Houston, we have a much bigger problem.
As Steyn notes with a wince and a groan, how depressingly far we’d fallen by the time Bathhouse Barry decreed that NASA would make “Muslim outreach” its top priority, so as to make sure the Muzzrats would feel better about their grotesquely exaggerated “achievements” in mathematics and science 800 and some-odd years ago. The sad, sorry denouement:
It’s easy to laugh at the likes of Abu Hamza, although not as easy as it should be, not in Europe and Canada, where the state is eager to haul you into court for “Islamophobia”. But the laugh’s on us. Nasa is the government agency whose acronym was known around the planet, to every child who looked up at the stars and wondered what technological marvels the space age would have produced by the time he was out of short pants. Now the starry-eyed moppets are graying boomers, and the agency that symbolized man’s reach for the skies has transformed itself into a self-esteem boosterism operation. Is there an accompanying book – Muslims Are from Mars, Infidels Are from Venus?

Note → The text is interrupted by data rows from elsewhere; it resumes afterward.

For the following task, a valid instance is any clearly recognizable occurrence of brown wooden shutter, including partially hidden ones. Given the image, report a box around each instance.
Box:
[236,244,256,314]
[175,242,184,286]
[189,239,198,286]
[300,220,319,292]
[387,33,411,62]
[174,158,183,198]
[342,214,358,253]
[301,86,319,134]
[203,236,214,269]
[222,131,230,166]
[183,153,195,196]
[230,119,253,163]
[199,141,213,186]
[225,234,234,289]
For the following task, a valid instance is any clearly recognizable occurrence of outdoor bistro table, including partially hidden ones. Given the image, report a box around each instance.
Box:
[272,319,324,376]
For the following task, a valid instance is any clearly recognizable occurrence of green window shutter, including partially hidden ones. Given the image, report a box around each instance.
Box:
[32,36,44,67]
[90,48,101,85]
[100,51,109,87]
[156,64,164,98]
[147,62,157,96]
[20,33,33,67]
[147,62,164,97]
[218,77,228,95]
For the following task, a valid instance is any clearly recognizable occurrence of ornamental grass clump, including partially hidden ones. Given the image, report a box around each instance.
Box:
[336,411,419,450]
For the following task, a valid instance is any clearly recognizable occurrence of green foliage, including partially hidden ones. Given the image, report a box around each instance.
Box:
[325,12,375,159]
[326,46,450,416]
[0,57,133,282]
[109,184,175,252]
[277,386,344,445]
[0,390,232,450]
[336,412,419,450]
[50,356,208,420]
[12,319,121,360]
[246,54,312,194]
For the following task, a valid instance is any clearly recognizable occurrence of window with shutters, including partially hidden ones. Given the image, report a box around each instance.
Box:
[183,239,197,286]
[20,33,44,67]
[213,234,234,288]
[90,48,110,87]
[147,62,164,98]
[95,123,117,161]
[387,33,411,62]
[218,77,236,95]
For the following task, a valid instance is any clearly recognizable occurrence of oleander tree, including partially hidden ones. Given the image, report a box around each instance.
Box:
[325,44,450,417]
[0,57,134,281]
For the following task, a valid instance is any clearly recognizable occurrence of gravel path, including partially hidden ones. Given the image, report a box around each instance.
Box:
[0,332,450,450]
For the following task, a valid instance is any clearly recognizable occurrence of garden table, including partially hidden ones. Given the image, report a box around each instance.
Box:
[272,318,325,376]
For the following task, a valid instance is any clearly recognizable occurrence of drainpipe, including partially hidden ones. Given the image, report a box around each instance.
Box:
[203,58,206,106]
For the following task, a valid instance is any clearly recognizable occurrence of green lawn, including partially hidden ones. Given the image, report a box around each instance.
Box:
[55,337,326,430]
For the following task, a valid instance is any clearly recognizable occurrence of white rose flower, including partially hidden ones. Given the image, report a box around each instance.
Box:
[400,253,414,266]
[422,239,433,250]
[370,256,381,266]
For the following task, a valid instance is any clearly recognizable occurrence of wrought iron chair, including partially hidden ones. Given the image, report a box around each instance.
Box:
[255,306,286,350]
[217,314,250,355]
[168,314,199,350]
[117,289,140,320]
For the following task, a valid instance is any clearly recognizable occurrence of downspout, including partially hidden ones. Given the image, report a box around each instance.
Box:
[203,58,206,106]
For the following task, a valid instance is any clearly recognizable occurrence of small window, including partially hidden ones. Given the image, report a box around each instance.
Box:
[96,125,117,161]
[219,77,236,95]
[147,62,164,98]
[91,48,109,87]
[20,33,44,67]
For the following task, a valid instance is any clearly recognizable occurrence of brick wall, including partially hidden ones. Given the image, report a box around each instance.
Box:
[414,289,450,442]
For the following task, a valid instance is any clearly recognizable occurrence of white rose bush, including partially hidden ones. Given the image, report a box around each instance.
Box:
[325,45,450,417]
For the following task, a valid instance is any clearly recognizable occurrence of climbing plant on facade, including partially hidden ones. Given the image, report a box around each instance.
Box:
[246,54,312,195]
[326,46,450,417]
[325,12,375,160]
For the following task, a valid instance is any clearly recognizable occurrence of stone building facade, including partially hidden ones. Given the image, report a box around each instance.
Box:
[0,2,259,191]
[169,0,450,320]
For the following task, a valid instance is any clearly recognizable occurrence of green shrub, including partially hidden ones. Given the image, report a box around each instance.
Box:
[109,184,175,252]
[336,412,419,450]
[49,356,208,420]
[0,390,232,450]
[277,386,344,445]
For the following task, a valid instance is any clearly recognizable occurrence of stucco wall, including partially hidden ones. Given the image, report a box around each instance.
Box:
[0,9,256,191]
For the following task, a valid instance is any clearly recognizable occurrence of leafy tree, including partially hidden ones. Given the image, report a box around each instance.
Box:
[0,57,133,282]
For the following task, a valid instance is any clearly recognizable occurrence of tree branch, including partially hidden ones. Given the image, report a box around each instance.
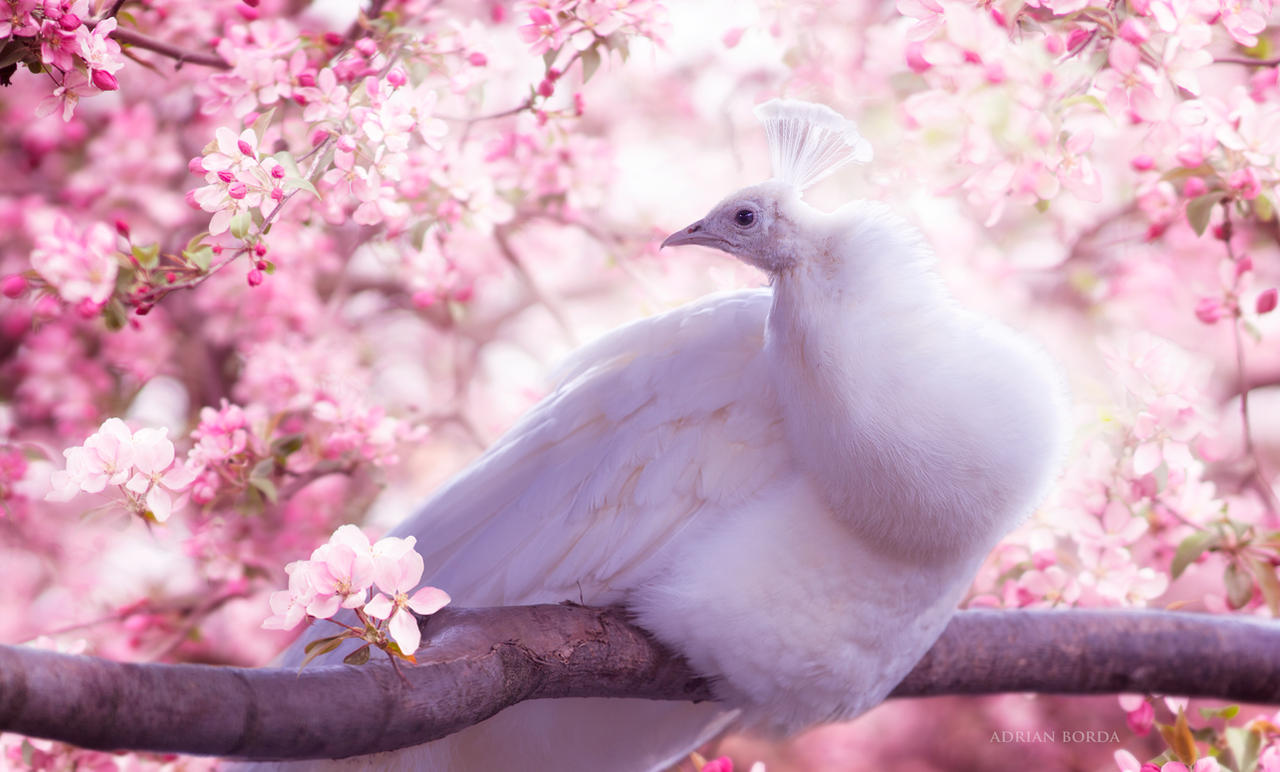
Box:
[0,606,1280,759]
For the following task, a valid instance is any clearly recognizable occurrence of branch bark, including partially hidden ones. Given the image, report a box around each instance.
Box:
[0,606,1280,759]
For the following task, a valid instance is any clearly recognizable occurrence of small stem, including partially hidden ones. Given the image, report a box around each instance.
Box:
[1213,56,1280,67]
[86,20,232,69]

There’s your American decline right there: From out-of-this-world to out-of-our-minds, an increasingly unmanned flight from real, historic technological accomplishment to unreal, ahistorical therapeutic touchy-feely multiculti.
So we can’t go to the moon. And, by the time you factor in getting to the airport to do the shoeless shuffle and the enhanced patdown, flying to London takes longer than it did in 1960. If they were trying to build the transcontinental railroad now, they’d be spending the first three decades on the environmental-impact study and hammering in the Golden Spike to celebrate the point at which the Feasibility Commission’s expansion up from the fifth floor met the Zoning Board’s expansion down from the twelfth floor.
And there you have it: the Überstate’s metastasization into the strangling, all-powerful Gorgon it has now become was well under way back in Kennedy’s day, but America still had stones enough to make it to the moon and back repeatedly even so. Now, under the aegis of senile old Pedo Jaux and encumbered by a federal bureaucracy so stupendously vast it can’t even figure out how many people “work” for it? Sorry, but we lost that mojo long, long ago. Unless Elon Musk is involved, I’ll believe it when I see it.